Slowly and stealthily I followed her. She looked familiar but then again I knew better than to relate – for she was someone I could never be, her soul binged on darkness, her half-smile painting a fake picture of her life in the obscure evening sky.
Dressed in petals of tranquility, the chaos camouflaged. I ran after her. Me, the ever strong one then seemed like a little girl chasing her fairytale dream.
I had questions for her, you know. Questions, she has been avoiding for a long time now. And I had to leave something with her, as I leave people behind and move on again.
As I stood there face to face, before I could ask her her state she demanded her own life back from me. I stood there shaken, and gave her the look which said she was mistaken, but then she wasn’t ready to hear. All she wanted was this godforsaken claustrophobic life which I had just scrapped off. She wanted it back. The thing, I mean.
It was a significant part of her, she used to say when we were a little more than acquaintances. There were crumpled pieces of dog-eared memories, I had to give back. An old guitar tune and an unheard song – they were all hers. A few whispers on starry nights and a couple of butterfly kisses that her lover-no-longer left in yellowed letters.

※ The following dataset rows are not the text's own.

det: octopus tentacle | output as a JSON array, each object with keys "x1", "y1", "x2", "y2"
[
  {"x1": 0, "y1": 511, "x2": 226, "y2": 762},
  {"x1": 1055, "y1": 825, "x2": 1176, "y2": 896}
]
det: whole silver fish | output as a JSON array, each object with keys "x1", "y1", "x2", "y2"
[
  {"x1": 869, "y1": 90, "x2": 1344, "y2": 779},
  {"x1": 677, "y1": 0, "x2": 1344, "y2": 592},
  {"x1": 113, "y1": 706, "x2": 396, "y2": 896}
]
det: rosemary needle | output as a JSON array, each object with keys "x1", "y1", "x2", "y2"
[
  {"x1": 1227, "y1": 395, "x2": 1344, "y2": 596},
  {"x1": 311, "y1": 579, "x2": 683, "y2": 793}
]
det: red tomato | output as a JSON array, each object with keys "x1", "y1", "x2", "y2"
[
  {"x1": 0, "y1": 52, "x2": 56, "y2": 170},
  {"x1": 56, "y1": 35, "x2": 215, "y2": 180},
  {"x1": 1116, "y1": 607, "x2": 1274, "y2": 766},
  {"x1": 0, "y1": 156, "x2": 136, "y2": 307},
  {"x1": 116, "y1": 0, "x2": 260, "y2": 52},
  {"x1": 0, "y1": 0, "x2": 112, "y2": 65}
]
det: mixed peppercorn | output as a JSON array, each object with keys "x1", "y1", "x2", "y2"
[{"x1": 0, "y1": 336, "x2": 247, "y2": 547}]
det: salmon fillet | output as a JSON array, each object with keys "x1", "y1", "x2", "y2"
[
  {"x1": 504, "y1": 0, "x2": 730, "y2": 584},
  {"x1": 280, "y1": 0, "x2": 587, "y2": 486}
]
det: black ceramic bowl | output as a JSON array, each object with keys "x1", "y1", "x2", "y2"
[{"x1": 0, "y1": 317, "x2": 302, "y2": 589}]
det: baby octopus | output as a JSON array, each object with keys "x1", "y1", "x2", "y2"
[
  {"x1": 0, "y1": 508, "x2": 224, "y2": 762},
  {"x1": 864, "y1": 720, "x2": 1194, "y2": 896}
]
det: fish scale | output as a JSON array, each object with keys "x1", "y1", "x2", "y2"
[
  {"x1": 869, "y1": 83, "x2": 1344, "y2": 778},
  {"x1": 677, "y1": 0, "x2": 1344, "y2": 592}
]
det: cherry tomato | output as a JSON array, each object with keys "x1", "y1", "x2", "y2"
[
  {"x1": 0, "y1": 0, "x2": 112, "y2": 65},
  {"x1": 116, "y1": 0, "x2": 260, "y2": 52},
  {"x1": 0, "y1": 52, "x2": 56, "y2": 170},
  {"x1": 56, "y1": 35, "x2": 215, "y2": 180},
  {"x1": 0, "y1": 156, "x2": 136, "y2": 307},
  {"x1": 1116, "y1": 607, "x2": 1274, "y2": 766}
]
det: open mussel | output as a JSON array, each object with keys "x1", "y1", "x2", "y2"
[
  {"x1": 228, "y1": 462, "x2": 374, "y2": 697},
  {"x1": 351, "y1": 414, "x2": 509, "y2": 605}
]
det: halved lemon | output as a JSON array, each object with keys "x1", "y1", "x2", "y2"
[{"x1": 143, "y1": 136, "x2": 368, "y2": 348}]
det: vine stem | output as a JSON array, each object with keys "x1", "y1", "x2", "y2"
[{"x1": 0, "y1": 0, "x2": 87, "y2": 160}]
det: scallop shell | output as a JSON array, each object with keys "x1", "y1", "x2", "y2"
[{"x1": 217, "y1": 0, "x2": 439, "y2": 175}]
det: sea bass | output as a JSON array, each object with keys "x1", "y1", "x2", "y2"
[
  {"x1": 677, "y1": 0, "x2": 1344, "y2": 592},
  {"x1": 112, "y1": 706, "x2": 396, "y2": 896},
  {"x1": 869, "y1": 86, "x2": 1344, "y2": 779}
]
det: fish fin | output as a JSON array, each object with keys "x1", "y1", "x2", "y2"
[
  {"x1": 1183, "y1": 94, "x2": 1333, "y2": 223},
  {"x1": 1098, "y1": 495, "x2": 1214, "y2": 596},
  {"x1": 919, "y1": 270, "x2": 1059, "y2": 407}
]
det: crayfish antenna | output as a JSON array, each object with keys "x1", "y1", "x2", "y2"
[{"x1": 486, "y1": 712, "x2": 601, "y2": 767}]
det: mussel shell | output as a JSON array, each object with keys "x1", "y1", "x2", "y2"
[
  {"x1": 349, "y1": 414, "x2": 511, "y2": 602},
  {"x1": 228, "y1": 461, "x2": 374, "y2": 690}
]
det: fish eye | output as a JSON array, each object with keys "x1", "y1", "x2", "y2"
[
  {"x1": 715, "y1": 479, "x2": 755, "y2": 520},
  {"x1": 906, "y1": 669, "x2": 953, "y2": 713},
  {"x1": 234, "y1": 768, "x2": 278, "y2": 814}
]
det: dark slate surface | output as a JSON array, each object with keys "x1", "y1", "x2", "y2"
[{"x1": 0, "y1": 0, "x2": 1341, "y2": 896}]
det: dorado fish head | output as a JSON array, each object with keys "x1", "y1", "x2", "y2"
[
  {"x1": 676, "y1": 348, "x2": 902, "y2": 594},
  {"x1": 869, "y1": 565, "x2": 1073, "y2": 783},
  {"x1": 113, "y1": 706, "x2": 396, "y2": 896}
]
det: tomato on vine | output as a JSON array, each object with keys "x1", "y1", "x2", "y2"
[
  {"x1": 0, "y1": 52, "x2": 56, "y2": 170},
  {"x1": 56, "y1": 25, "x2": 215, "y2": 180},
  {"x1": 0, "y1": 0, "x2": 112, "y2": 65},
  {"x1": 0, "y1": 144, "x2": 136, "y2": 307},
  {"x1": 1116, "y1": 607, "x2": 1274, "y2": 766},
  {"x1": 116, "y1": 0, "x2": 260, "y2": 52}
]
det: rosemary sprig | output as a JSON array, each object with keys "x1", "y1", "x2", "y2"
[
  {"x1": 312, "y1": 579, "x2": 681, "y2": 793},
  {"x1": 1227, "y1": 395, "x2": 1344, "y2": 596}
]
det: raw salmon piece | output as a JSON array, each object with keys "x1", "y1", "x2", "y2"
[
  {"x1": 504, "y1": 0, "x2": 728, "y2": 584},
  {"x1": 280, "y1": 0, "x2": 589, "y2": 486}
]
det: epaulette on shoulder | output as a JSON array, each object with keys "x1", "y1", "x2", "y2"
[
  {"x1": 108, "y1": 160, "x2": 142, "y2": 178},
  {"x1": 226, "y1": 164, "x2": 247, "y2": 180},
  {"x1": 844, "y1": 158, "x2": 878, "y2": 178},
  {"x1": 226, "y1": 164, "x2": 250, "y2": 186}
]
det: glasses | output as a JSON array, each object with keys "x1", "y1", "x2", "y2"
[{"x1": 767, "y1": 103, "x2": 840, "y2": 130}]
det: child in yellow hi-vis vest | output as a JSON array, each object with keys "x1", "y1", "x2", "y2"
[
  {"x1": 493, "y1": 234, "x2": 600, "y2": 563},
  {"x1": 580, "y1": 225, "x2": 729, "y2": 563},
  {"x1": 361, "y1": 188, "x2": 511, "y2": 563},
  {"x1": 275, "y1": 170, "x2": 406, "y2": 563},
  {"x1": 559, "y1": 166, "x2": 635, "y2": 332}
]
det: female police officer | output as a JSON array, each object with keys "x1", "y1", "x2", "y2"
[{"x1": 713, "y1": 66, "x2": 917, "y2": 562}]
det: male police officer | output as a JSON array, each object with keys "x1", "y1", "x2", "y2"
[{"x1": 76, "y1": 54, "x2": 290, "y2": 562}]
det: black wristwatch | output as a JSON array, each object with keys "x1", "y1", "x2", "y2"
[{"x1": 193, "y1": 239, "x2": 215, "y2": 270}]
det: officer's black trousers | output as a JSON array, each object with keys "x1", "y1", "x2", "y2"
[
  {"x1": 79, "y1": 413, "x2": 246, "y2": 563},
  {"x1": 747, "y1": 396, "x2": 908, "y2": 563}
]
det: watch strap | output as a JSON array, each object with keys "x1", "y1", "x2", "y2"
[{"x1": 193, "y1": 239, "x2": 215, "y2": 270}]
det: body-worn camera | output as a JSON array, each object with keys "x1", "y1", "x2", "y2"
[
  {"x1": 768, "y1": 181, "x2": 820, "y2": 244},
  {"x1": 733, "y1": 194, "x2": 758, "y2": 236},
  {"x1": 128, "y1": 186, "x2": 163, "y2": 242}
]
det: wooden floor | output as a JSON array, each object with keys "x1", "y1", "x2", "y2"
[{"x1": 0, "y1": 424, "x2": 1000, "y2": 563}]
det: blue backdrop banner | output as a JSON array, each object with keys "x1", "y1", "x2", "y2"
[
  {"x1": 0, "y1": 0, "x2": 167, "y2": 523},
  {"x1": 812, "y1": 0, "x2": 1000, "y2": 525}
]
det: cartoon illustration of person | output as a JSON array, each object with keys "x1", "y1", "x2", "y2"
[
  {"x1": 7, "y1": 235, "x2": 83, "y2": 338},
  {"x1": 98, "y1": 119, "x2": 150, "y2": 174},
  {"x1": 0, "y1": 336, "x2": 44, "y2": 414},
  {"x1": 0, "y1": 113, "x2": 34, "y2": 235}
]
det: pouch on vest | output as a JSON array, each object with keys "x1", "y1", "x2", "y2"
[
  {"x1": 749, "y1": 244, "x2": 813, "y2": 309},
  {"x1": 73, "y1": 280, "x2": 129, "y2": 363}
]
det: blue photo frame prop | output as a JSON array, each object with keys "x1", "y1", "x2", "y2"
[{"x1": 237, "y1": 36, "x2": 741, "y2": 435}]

Five minute-memories on the lane beside the coffee-shop, tears stinging her eyes and her lips repeating long-lost promises. The portion of the red sky that belonged only to her – she said they had even booked a star by her name there – a part of those coffee-stained dreams that often left a bittersweet aftertaste. They were all hers.
I chased her – she had left majority of my questions unanswered I needed explanations. But she blended into the darkness. She despised the day, she told me once. She loved the darkness cupping her existence in both hands. The world called it madness, she said it was security. She loved the night sky – the stars peeping through their purple blanket and her lover-no-longer cupping her face in his hands, staring into her eyes and bending down to kiss her quivering lips.
Chasing her was like chasing her memories, one by one.
A ragdoll, she was. Ragdoll of fate. Of time. Of things unknown. Of love, yes. Yet, I chased her. I had to find her, give her all she had lent me and go my own way. I didn’t need her. I didn’t need her things. I wanted to move on. I had finally accepted what life had sought to tell me for the last 10 years and today when I didn’t want to move on with any baggage of the past, I couldn’t find her to give things back to her – the worthy owner!
The chase reminded me of rainy evenings, one hand playing with elusive raindrops and the other holding a choco-mousse. It was weird how the rain sang love-songs with their pitter-patter builds about a sense of melancholy. That while outside life seeps into the parched earth with those droplets of rain, sitting inside the room watching the rain drops trickle down the panes – life seems slipping by! Reading old love-letters, watching pictures of a time that now seems alien – did it really happen or was this too a part of the big pink-fat-book? A pink tee that lies unseen in the corner of the cupboard. No one knows about it or the smell it carries – the musky smell of comfort of those arms that spelled security. It’s not hers. But I need to give it back to her. Maybe she could use the reminiscent of the fast evaporating smell? The tee also had an atavistic fragrance of memories. Of snuggling up in bed on a distant afternoon in ….. the month is even hazed now, I sigh! Of ice-cream kisses. Of lovemaking that ended in tears. Of secret phone-calls and then the numerous unreturned ones. A brown diary that her lover-no-longer was gifted when she drifted away. A few photographs – old babyish photographs. She resembled her baby-self in them but they said she had changed a great deal. A ring with a purple stone – amethyst!
A couple of yesterdays, too.
But I cannot run anymore. I see her in the distance, standing at the horizon, waiting for darkness. With outstretched hands she seemed to give away more than she invited – false promises of love, of utopia, while inviting the serenity of darkness.
I want to tell her that darkness will not come. And that the promises will crumble again. And that Utopia doesn’t exist.
But I don’t. I stand here, staring at her. Transfixed. Wondering how she becomes more beautiful with every shattered fairytale.
Wondering if I’ll ever meet her again.